02 February 2012

Double Take: Slow Cooker Barbecue Ribs

Barbecue Ribs, Golden Macaroni and Cheese, and Broccoli

There is something ridiculously satisfying about ribs. And I love to cook them. In Winston-Salem, I learned to grill ribs. In Germany, I learned to oven cook ribs. In Nashville, I've learned my favorite way to make ribs: a slow cooker/broiler combo.

I had issues with flare-ups on the grill, leading to the ribs cooking unevenly. When you cook them in the oven, the temperature is controlled, there are no flare-ups, but you also lack the crispy crunch on the outside of the ribs. Who doesn't like a little char?

You don't really need a cleaver to cut these, but it's fun anyway!
By combining the slow cooker method with a trip under the broiler, these ribs turn out perfect every time! And as long as you like your barbecue sauce, you are good to go! I'm working on finding the right barbecue sauce for our tastes. For this experiment, I used Jack Daniels Original barbecue sauce. Do you have a favorite?

These ribs are delicious served up with Golden Macaroni and Cheese and a green vegetable of choice. I recommend fried okra or green beans. Or collard greens. Or all of the above. Mhmm, green vegetables.

Slow Cooker Barbecue Ribs
adapted from Mmm is for Mommy and America's Test Kitchen Slow Cooker Revolution
serves 2

Vegetable oil spray 
1½ Tbsp sweet paprika (Hungarian)
1 tbsp light brown sugar, lightly packed 
1/8 tsp cayenne pepper 
1 tsp salt 
1 tsp pepper
2 lbs pork (baby) back ribs - leave the membrane on the ribs to help hold them together
1 cup barbecue sauce (your favorite)


  1. Spray the inside of the crock pot with the vegetable oil spray. 
  2. In a small bowl, mix together paprika, brown sugar, cayenne, salt, and pepper. Rub this mixture all over both sides of your ribs well. Arrange ribs in the slow cooker by standing them up against the wall of the stoneware pot, thicker side down and meaty side against the pot. 
  3. Pour barbecue sauce over the ribs, cover and cook for 6-8 hours on low (I did 6 hours and they were perfect).
Six to Eight Hours Later:
  1. Very carefully (as they are incredibly tender) remove the ribs to a baking pan which you have lined with foil and put a rack on, bone side up. Set to the side. 
  2. Skim any fat that has risen to the top and strain all of the remaining juices from the slow cooker through a mesh strainer into a small saucepan. Bring to boil and allow to simmer and reduce by about a third, approximately 15 minutes. 
  3. Put your oven's broiler on to heat up and make sure that there is an oven rack about 10 inches below the broiler element. When the broiler is preheated, brush the ribs with sauce and broil for 3 minutes. Take them out and very carefully flip them over, brush with sauce and broil again, meat side up, for approximately 6 minutes, taking them out every two minutes to baste with more sauce. Serve any remaining sauce on the side with the ribs. 
Yep, that's all the liquid you need.
I had to change up the times a bit because my broiler was extra hot. If your ribs are not getting super charred in two minutes, feel free to up the time to three minutes between batches of sauce. The broiling step really does elevate the ribs. I tried them before broiling so I could let you know if all the extra work is worth it. It is. Indeed, it is. The caramelization of the sauce just gives it that extra umph. They were boring without it. 

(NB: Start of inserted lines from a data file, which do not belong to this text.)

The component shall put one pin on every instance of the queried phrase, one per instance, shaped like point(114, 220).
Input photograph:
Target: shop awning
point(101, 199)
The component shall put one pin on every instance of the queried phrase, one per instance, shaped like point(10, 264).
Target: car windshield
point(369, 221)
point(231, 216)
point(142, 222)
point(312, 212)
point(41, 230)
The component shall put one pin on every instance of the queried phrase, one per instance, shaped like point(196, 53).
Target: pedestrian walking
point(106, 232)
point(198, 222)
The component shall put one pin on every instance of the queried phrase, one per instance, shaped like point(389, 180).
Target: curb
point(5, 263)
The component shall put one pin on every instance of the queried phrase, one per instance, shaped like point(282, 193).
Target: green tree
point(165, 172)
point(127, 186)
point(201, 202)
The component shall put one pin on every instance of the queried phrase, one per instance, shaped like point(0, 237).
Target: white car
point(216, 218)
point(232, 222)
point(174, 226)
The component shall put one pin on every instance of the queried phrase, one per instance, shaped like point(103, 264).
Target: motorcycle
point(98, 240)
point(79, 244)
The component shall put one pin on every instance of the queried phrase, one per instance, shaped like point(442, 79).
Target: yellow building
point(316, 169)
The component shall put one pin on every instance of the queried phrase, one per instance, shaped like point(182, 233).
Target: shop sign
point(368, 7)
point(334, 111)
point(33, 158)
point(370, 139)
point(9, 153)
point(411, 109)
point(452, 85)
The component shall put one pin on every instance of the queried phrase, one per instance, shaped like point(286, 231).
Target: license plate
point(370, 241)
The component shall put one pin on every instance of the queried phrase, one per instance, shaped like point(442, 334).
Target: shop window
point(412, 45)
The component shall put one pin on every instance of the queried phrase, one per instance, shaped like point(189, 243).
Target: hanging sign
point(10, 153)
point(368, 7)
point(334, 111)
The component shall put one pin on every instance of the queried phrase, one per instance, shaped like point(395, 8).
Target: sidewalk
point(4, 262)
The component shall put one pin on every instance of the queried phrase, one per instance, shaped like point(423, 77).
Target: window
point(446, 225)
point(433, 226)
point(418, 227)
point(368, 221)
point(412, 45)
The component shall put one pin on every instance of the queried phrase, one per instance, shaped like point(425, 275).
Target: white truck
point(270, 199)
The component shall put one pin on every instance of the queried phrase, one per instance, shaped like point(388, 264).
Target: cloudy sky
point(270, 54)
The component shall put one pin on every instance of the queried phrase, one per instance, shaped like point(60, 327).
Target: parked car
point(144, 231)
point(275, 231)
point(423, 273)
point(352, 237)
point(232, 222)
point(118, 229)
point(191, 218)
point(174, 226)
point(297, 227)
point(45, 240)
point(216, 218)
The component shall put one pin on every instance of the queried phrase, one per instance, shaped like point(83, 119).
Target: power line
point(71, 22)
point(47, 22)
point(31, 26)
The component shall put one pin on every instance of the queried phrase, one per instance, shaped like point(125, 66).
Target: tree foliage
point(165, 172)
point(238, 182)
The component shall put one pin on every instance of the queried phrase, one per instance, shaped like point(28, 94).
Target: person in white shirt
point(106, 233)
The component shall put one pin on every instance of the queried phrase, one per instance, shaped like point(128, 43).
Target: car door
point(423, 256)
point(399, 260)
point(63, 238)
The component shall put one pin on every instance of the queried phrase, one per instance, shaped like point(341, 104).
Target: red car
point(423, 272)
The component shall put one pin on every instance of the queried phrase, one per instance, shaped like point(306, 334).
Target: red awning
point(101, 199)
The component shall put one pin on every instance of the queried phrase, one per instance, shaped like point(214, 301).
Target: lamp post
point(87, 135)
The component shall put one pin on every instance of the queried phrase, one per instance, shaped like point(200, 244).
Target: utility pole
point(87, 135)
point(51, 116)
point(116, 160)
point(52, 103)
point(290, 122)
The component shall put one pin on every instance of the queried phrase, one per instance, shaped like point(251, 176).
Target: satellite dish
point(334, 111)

These-are-really-good: 1 vote!
I-like-the-method-but-I'll-keep-looking-for-the-perfect-BBQ-sauce: 1 vote! 

Just a gentle nudge is all it took to pull out the bone. 
To see Tabitha's take on Slow Cooker Ribs, head on over to Double the Garlic


  1. I'm impressed and amazed that your ribs weren't falling off the bone. I wonder if some crockpots have a higher low temp or if there's a relationship with having less liquid and the meat holding to the bones better. My bones were completely separated from the meat in the basting solution within the crockpot. Do you suppose that's more a function of liquid or temperature?

  2. Sweet Baby Ray's is the BBQ sauce of choice around here. But while we love our ribs, I think Oklahoma brisket might be my favorite barbeque.

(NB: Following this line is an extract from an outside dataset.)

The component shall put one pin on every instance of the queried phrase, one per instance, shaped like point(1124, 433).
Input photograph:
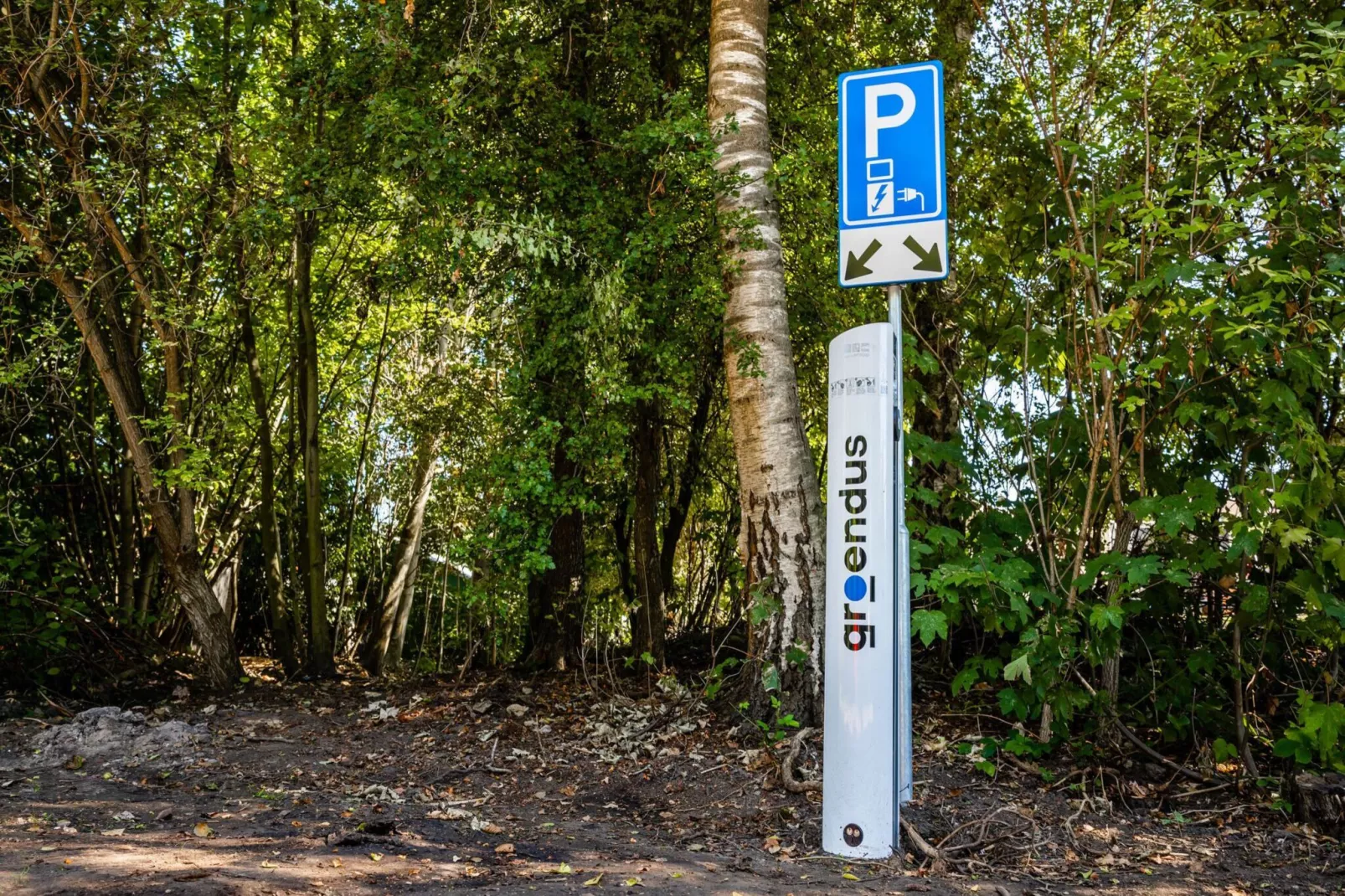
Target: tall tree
point(781, 536)
point(308, 121)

  3. @ Tabs: My ribs had a pretty strong membrane holding them together. And they only sat in the heat for 6 hours. Perhaps it's a function of meat type and temperature and liquid?

    @ Kris: Oh, I failed to try the brisket when I was in Oklahoma. I've been so indoctrinated into pork and ribs that it rarely occurs to me to try something different!